L'hiver 1788-89


L'hiver 1788-89 fut avec celui de 1709-10 le plus froid du XVIIIe siècle.

De 1784 à 89, une succession de mauvaises récoltes ainsi que des hivers très rudes aggravèrent sensiblement la situation. L’hiver de 1788-89, en particulier, était le plus froid que la France ait connu depuis 1709 ; il dura de novembre à avril.

Au village, l’eau avait gelé jusque dans les puits, tout comme le vin dans les barriques. Une partie des vignes, des noyers et des arbres fruitiers avaient péri. À travers la France, les rivières étaient gelées, de même que la mer sur les côtes du pays : à Calais, la masse des glaces avait obstrué le port. On traversait le Rhône en charrette. Le froid avait parfois tué les poissons dans les rivières et les mares, et le gibier dans les bois. À Paris, la température descendit à -23˚C en janvier. [1]

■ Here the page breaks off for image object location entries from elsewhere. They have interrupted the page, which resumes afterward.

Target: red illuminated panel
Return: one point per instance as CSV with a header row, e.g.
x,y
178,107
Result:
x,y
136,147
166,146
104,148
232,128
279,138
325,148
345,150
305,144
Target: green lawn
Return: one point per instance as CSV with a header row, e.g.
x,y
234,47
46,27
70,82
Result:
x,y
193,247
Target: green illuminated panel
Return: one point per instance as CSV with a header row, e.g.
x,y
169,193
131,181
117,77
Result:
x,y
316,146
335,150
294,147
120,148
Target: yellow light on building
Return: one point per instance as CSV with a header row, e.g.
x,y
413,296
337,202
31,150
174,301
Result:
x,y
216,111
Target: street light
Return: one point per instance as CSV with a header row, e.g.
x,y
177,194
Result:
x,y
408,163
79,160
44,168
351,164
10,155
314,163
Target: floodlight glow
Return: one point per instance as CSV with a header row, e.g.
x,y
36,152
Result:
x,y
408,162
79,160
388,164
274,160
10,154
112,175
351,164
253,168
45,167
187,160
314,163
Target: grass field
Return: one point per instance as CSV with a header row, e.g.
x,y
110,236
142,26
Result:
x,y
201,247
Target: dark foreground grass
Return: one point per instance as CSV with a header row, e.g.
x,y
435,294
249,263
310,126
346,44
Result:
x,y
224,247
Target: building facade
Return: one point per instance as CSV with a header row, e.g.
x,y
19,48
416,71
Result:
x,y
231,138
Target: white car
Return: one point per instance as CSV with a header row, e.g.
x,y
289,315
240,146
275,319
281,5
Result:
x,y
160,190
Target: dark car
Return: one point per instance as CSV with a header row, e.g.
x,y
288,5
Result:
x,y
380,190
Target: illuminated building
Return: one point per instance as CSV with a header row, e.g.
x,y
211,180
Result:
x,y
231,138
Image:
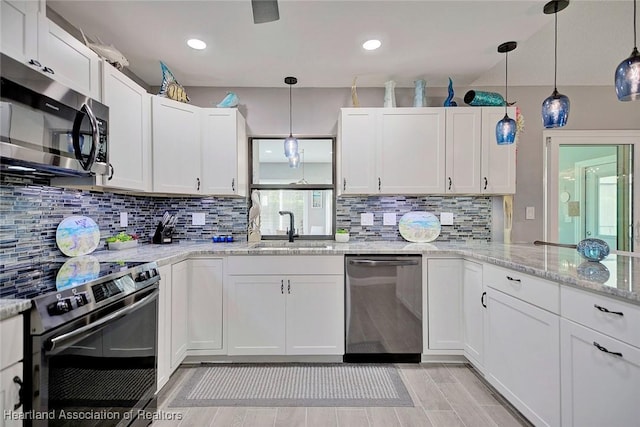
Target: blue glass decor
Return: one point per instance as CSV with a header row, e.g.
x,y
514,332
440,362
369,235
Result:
x,y
483,99
628,78
593,249
593,271
555,110
170,88
506,131
449,102
420,94
229,101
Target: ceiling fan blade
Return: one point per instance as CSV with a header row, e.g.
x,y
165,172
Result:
x,y
265,11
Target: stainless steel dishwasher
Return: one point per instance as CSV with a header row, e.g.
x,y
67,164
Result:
x,y
383,297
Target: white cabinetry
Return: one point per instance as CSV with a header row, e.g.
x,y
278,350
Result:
x,y
176,147
224,152
290,305
205,304
600,361
391,150
498,161
11,331
473,303
129,131
522,351
444,281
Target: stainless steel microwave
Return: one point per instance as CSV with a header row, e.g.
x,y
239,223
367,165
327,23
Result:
x,y
49,128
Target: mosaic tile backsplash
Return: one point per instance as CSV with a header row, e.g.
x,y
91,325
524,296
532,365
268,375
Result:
x,y
30,211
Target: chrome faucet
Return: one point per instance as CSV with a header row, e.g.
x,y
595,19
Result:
x,y
291,222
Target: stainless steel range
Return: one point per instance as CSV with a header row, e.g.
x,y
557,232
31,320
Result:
x,y
92,353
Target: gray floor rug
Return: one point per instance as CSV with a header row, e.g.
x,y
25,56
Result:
x,y
349,385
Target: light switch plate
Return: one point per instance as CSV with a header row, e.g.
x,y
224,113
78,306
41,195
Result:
x,y
389,218
197,218
366,219
446,218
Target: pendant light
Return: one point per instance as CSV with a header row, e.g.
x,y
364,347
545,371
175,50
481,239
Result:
x,y
291,143
506,128
555,109
628,72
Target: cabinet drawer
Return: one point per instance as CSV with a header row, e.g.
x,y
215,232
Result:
x,y
533,290
11,333
589,309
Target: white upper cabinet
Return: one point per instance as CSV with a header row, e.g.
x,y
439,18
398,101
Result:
x,y
391,150
498,161
129,131
19,34
176,147
463,150
224,152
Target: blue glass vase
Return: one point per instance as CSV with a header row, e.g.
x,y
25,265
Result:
x,y
506,131
628,78
555,110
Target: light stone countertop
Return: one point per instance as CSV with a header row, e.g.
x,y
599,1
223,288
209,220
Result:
x,y
617,275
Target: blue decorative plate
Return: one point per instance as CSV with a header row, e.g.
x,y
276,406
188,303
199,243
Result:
x,y
419,227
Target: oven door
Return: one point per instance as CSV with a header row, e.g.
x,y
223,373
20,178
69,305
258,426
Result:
x,y
100,368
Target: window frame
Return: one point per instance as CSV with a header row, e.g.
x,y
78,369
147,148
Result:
x,y
309,187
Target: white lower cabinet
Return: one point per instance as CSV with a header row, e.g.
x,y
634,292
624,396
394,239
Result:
x,y
473,303
522,356
444,304
271,313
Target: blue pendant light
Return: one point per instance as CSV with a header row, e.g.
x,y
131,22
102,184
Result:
x,y
628,72
291,143
555,109
506,128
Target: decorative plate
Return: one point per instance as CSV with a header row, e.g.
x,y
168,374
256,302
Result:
x,y
77,235
419,227
76,271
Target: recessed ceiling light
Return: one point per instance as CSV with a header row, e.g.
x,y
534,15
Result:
x,y
372,44
196,44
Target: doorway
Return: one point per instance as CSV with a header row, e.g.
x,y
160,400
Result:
x,y
589,191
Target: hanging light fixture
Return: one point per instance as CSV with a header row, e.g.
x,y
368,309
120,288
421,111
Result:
x,y
506,128
628,72
555,109
291,143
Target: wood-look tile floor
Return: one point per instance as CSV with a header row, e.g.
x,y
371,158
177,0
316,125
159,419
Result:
x,y
444,395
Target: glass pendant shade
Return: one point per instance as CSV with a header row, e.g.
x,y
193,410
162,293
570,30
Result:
x,y
555,110
628,78
290,147
506,131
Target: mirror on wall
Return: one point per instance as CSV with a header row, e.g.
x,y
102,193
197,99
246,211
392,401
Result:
x,y
307,190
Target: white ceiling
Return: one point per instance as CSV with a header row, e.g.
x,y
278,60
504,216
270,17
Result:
x,y
319,41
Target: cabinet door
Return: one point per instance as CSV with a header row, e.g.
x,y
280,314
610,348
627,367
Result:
x,y
205,304
224,152
463,150
444,295
522,356
411,151
164,327
19,32
498,161
179,312
176,147
315,314
73,63
598,388
256,315
473,302
9,395
129,131
357,147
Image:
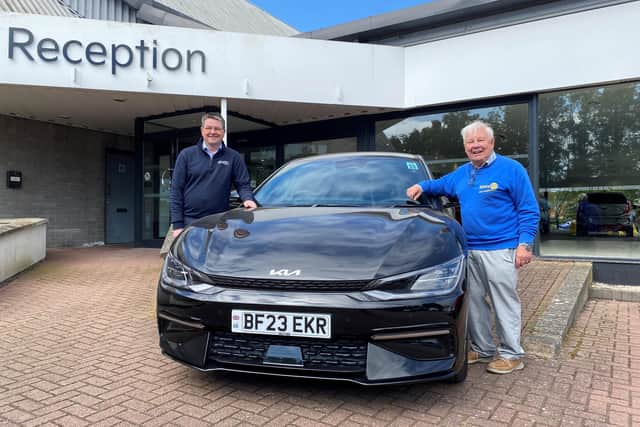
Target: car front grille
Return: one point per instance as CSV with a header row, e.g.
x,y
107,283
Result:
x,y
290,285
338,356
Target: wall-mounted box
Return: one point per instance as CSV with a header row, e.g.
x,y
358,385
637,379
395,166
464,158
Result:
x,y
14,179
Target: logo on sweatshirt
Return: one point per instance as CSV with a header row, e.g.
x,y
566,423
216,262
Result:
x,y
486,188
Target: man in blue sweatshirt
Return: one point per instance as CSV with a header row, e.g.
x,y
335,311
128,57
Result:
x,y
500,217
203,175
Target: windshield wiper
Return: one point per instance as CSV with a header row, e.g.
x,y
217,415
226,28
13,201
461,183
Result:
x,y
411,203
336,205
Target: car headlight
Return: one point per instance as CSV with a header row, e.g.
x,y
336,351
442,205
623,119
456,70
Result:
x,y
177,275
434,281
174,273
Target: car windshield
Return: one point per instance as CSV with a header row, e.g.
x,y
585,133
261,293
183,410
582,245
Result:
x,y
607,198
351,181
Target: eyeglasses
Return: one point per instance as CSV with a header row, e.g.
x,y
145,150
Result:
x,y
472,175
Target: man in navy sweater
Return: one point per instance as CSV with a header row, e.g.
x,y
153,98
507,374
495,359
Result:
x,y
203,175
500,217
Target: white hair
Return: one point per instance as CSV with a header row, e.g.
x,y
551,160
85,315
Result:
x,y
473,126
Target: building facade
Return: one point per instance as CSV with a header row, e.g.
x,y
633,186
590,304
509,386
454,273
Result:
x,y
93,123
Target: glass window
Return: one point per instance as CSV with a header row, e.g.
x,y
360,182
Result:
x,y
347,181
260,161
304,149
590,171
436,137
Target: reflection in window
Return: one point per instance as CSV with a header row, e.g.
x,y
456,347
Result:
x,y
304,149
260,161
590,171
437,136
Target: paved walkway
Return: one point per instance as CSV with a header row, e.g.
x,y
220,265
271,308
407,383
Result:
x,y
78,346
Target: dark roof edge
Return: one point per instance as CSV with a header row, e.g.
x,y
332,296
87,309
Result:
x,y
442,13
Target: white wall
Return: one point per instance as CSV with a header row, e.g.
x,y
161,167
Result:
x,y
242,66
585,48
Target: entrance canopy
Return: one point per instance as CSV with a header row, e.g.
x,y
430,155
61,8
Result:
x,y
100,75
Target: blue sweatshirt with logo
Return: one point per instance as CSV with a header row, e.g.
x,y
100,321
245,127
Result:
x,y
498,207
200,185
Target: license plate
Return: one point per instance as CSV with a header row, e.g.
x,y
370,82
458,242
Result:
x,y
309,325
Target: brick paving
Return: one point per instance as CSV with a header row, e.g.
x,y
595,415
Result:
x,y
78,346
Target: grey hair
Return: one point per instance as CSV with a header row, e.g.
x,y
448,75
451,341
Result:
x,y
473,126
213,116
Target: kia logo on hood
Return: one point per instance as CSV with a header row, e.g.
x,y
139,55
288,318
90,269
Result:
x,y
284,272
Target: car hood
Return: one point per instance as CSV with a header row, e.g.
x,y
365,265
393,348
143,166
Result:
x,y
316,243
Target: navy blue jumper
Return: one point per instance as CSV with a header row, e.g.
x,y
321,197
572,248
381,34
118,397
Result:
x,y
200,185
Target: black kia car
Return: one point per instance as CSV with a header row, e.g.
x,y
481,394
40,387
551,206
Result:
x,y
336,275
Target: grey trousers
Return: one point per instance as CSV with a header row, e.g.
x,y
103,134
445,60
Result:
x,y
493,274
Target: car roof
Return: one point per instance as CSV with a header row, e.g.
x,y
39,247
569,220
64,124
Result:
x,y
351,155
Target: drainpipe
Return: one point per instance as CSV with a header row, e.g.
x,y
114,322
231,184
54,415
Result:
x,y
223,113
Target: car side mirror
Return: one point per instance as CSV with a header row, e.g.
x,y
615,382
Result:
x,y
234,200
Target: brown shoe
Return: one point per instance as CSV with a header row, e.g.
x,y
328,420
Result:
x,y
505,366
474,357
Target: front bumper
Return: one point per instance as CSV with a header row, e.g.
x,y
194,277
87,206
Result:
x,y
372,342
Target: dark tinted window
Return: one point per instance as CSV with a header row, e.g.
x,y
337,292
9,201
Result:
x,y
355,181
607,198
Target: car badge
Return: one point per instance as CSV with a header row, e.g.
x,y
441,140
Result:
x,y
284,272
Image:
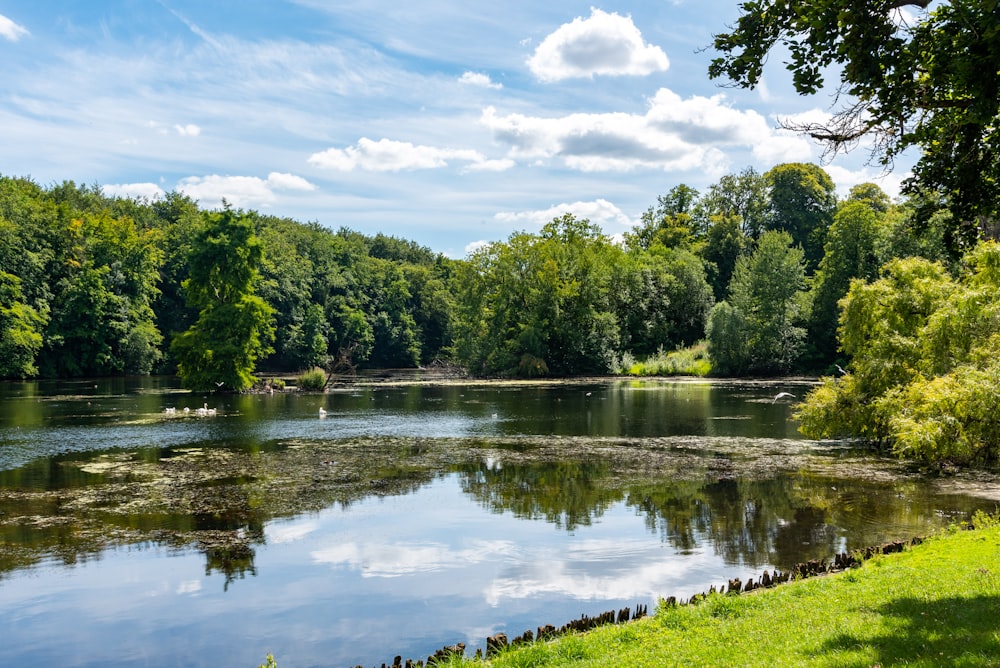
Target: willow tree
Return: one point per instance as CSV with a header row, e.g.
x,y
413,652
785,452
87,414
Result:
x,y
235,327
929,79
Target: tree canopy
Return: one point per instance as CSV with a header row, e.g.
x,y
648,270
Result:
x,y
931,81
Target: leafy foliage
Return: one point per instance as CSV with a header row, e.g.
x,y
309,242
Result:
x,y
759,330
933,83
234,327
923,370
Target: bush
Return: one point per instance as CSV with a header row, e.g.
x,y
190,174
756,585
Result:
x,y
313,380
691,361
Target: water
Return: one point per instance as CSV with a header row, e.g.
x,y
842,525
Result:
x,y
410,516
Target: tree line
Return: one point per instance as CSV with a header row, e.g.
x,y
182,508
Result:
x,y
92,285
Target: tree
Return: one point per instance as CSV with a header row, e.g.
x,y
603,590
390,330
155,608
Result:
x,y
801,202
540,304
742,196
20,331
759,330
234,328
855,248
724,244
669,224
932,83
924,375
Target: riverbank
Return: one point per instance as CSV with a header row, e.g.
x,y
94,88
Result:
x,y
934,604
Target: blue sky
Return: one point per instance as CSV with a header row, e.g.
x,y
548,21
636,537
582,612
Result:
x,y
448,123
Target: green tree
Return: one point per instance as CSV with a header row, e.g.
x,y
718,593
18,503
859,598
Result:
x,y
855,248
669,224
724,244
743,197
539,304
759,330
932,83
801,202
881,326
234,328
20,331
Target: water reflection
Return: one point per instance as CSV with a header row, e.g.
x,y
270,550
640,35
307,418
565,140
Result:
x,y
410,517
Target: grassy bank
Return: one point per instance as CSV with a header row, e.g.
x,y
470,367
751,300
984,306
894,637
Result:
x,y
934,604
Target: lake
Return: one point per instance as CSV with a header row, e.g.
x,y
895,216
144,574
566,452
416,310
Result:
x,y
137,530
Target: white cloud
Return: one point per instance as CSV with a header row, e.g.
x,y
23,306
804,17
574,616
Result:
x,y
289,533
846,179
148,191
600,212
189,130
240,191
606,44
675,134
491,165
387,155
10,30
392,560
189,587
479,79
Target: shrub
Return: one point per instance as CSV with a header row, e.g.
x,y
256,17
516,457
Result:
x,y
313,380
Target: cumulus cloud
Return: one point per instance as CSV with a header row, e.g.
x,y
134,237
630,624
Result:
x,y
189,130
479,79
392,560
10,30
606,44
387,155
846,179
148,191
241,191
674,134
600,212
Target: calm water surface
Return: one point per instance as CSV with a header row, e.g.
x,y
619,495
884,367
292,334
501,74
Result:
x,y
409,517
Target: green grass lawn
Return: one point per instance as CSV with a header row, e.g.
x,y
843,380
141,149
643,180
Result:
x,y
935,604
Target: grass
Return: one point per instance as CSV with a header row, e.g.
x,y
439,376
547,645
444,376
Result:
x,y
691,361
932,605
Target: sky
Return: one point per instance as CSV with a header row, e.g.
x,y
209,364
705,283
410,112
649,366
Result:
x,y
452,124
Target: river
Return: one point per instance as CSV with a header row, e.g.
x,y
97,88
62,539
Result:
x,y
137,530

La misère était telle que l’on dû organiser des ateliers de charité. Mais avec la disette qui perdurait d’année en année, liée à une incertitude économique croissante, le mécontentement général prenait peu à peu de l'ampleur. Attisée par les pamphlets et les discours politiques [2], la violence couvait.

Le célèbre pamphlet de l'abbé Sieyès, Qu’est-ce que le Tiers état ?
Publié en janvier 1789 en préparation des États-généraux,
il fut aussitôt vendu à 30 000 exemplaires.

À la Foye, il incombait à François Bastard de Crisnay, garde de la châtellenie et frère aîné du fermier général, la tâche peu enviable de maintenir l’ordre dans ces conditions. Répondant de l’impopulaire seigneur Müller, il occupait le corps de garde au centre du village et commandait à deux gardes champêtres, Charles Jolly et Thomas Billy. Ce dernier habitait au Cormenier, paroisse voisine, qui dépendait également des bénédictins.

L'inscription « Corps de Garde » est encore visible sur le mur du bâtiment,
au centre du village, qui servit de poste de police.

Malgré la disette, ces gardes-chasse, parfois brutaux et détestés des paysans, étaient chargés de veiller sur les droits de chasse du seigneur. Et bien que l’abbé ne chassa jamais sur ses terres, l'interdiction du braconnage privait les plus pauvres de l’un des rares moyens de subsistance dont ils disposaient. Les contrevenants pouvaient être sévèrement punis.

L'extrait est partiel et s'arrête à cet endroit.